Şenol, ismini bunca yıl sonra tereddütsüz hatırlamamı bir parça şaşkınlıkla karşıladıysa da, besbelli beni buranın eski müdavimlerinden sanıyordu. Belki buralara geldikçe uğruyordum, ama rastlaşmıyorduk. Belki senelerdir hiç görünmemiştim, fakat Son Nota ile kurduğum gönül bağı, kirişte asılı duran Dire Straits posterinin hangi albüme ait olduğunu hatırlayacak kadar sağlamdı.

"Kusura bakmayın..." dedi utangaçça.

"Size gerek yok," dedim elimi uzatıp. "Cemre."

Şenol başını evet der gibi sallayıp elimi sıktı. Beni hatırlamıyor olabilirdi ama artık taşımadığım ismimi biliyordu.

Seneler önce tam buralarda bir yere gömüp gittiğim ismimi.

"Eee nasılsınız, ne var ne yok?" dedim, çabalanmış bir neşeyle.

"İyi diyelim iyi olsun... Sezonu erken açtık," diye cevap verdi Şenol. Yabancılık çekmesine rağmen, sesinde dostane bir tını vardı. "Şimdiden hareketlendi buralar..."

Eski Foça'nın dar ve nispeten az işlek sokaklarından birindeki bu sevimli bar, yaz kış genelde sadece müdavimleri tarafından meşgul edilse de, hiçbir zaman fazla boş ve izbe kalmazdı.

"Bu sene ahali erkenci," diye devam etti Şenol. "Havalar da ısınmaya başladı, malum. Bu gidişle tam mesaiye geçmek için okulların kapanmasını beklemeyeceğiz."
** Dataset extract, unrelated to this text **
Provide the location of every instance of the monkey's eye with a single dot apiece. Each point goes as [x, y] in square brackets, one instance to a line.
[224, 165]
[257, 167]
Gözlerimin bar tezgahının çaprazındaki kapıya doğru kaymış olduğunu fark eden Şenol'un yüzünde bilgiç bir ifade belirdi. "Ali abi bir saat önce çarşıya çıktı ama gelir birazdan."

Şenol'un dakikliği her zaman böyle bir isabet oranına mı sahipti bilmiyordum ama cümlesini bitirmesiyle Ali abinin sesinin duyulması bir olmuştu.

"Cemre! Şükür kavuşturana! Gel sana bir sarılayım kızım!"

Ali abiyle kucaklaştık. Onu görmeyeli seneler olmuştu. Gür sakallarına düşen uzunlu kısalı kırlar onu ihtiyar göstermekten çok uzaktı hala; geniş omuzları ve asla eğilmeyen dik duruşuyla buraların yıkılmaz dağı olmayı sürdürüyordu.

"Çok iyi görünüyorsun, iyisin di mi?"

İyi olmak için attığım her bir adım beni başka bir uçuruma sürüklerken neyin kötü neyin iyi olduğunu artık şaşırmıştım.

"Olmak istiyorum. Yani iyi olmak istiyorum artık."

"Gel otur bakalım."

Ali abi bar tezgahının arkasına geçti ve karşısına oturmam için işaret etti. "Bu kadar hızlı beklemiyordum seni?" dedi, babacan bir gülümsemeyle.

"Yavaş bile geldim," dedim, beni anlayacağını hissederek.

"Bir bakıma öyle tabii," dedi. Anlamıştı. Gözleri elime doğru kaymıştı. Atan bir kalbi durdurmak istercesine sıktığım, bir yumruk halindeki avucuma.

"Elinde ne var senin öyle?"

Küçük, siyah, kırık bir elmas kalp.

"Hiç."   

Ali abinin buna inanmayan, fakat fazlasını da soramayan gözleri bu kez kapıya doğru gitti. "Burada olur birazdan. Bekle sen. Benim bir arkayı kontrol etmem lazım, işim biter bitmez geleceğim yanına."